Seamans also proposed an additional option of converting the LM&SS to scientific exploration of the Moon, presumably for an Apollo mission after the initial lunar landing. The problem with Seamans’ proposal is that it still would have required revealing the existence of the LM&SS and its powerful optics system, raising potentially embarrassing questions about the nation’s top secret reconnaissance program. Presumably, in addition to the LM&SS hardware, NRO and NASA officials had drafted a cover story and procedures for revealing the existence of the camera system. Intelligence community officials were uncomfortable with any public acknowledgement even of the existence of satellite reconnaissance, and would have been completely opposed to revealing any information on satellite cameras that was not vital to the success of Apollo.
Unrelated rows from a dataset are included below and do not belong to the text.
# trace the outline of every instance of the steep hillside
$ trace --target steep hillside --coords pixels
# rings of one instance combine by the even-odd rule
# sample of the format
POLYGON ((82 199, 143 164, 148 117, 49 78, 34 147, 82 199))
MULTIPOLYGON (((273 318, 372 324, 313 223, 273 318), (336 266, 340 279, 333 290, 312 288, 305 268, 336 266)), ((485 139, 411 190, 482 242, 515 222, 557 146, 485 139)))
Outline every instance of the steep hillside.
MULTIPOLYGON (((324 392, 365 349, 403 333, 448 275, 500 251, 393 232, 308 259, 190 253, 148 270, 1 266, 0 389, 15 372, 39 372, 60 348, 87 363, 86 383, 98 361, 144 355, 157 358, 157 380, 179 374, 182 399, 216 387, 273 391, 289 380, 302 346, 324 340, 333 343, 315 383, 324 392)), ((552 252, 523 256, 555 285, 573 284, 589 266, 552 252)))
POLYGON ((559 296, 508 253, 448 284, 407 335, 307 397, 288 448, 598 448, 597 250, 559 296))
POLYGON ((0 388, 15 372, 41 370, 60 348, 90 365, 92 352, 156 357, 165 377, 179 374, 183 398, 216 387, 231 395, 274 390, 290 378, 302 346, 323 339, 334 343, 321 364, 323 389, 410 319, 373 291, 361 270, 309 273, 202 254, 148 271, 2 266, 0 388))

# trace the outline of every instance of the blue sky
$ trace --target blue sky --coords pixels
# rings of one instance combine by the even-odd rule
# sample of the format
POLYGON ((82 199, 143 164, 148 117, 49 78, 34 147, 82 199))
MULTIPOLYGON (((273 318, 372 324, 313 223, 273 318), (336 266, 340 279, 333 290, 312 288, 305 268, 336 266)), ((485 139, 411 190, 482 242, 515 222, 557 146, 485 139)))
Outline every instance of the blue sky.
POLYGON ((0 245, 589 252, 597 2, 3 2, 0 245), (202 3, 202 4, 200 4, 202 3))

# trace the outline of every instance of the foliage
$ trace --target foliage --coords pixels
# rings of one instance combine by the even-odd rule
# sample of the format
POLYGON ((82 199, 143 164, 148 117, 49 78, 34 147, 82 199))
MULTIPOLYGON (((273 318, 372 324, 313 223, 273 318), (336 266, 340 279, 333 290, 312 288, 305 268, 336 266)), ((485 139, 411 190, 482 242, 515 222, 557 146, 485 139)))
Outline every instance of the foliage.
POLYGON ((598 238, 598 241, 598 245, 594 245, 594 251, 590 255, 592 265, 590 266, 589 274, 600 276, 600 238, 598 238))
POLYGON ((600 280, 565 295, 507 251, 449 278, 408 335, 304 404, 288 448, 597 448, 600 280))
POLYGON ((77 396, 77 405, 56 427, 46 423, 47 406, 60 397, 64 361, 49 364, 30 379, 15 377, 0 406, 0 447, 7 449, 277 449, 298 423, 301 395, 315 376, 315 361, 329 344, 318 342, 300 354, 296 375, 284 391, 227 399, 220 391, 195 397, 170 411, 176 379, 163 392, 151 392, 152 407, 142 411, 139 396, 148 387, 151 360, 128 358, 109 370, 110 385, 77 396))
In the meantime, Lunar Orbiter 3 had flown in February and Lunar Orbiter 4 had flown in May and both returned useful pictures. By summer 1967, the Apollo Program Office concluded that the Lunar Orbiter and Surveyor landing missions had provided sufficient data for a manned landing and the Lunar Mapping and Survey System was therefore unnecessary.

There was an additional problem: Kodak was discontinuing the KH-7 camera system in favor of the upgraded KH-8. The first KH-8 had flown in July 1966. The last KH-7 launched in June 1967. With the KH-7 retired, any work on KH-7 derived camera systems like that used for the LM&SS would have had to bill all the costs to the LM&SS, meaning NASA’s costs would have risen substantially. So on July 25, 1967, Seamans informed senior NASA officials that he planned on canceling LM&SS. But he waited until after the successful launch of Lunar Orbiter 5 before informing the NRO of his decision.

Unlike other proposals for use of Apollo hardware, the Lunar Mapping and Survey System was a plan for a real series of missions and resulted in the production of actual hardware.

Seamans ordered that the classified hardware produced for the LM&SS be placed in storage awaiting further decision on what to do with it. This consisted of “four units in various stages of development,” according to Mitchell. Apparently somebody at JPL later proposed that the camera system be carried on lunar landing missions, but the system was simply too big and heavy to be carried with any mission that included a lunar lander.

The article also raises an interesting question about the Lunar Orbiter program. Specifically, was the contract competition rigged? Several companies competed to build the spacecraft, each of them proposing a spacecraft/camera combination. Boeing, which had no prior space experience, won the contract. But the competition was held after NASA and the NRO signed an agreement to share the technology from an obsolete Samos reconnaissance satellite. Did this agreement result in Boeing gaining access to classified and proven camera technology whereas the other competitors did not?

NASA explored a number of potential Apollo missions during the mid-1960s as part of the Apollo Applications Program and studies known as Apollo X. But those were paper studies. The real difference is that the Lunar Mapping and Survey System was a plan for a real series of missions and resulted in the production of actual hardware. What happened to that hardware remains classified. The hardware was highly sensitive. At least initially it would have been stored by the contractor, either Lockheed or Kodak. But contractors do not store equipment for free, and at some point NASA probably either transferred the remaining LM&SS hardware to the NRO, or ordered it destroyed. Even if it was transferred to the NRO it probably did not survive, for the NRO apparently destroyed other major pieces of classified hardware.

But what this new information reveals is that forty-one years after the Moon landing, the story of Apollo is far from complete—Apollo still has its secrets.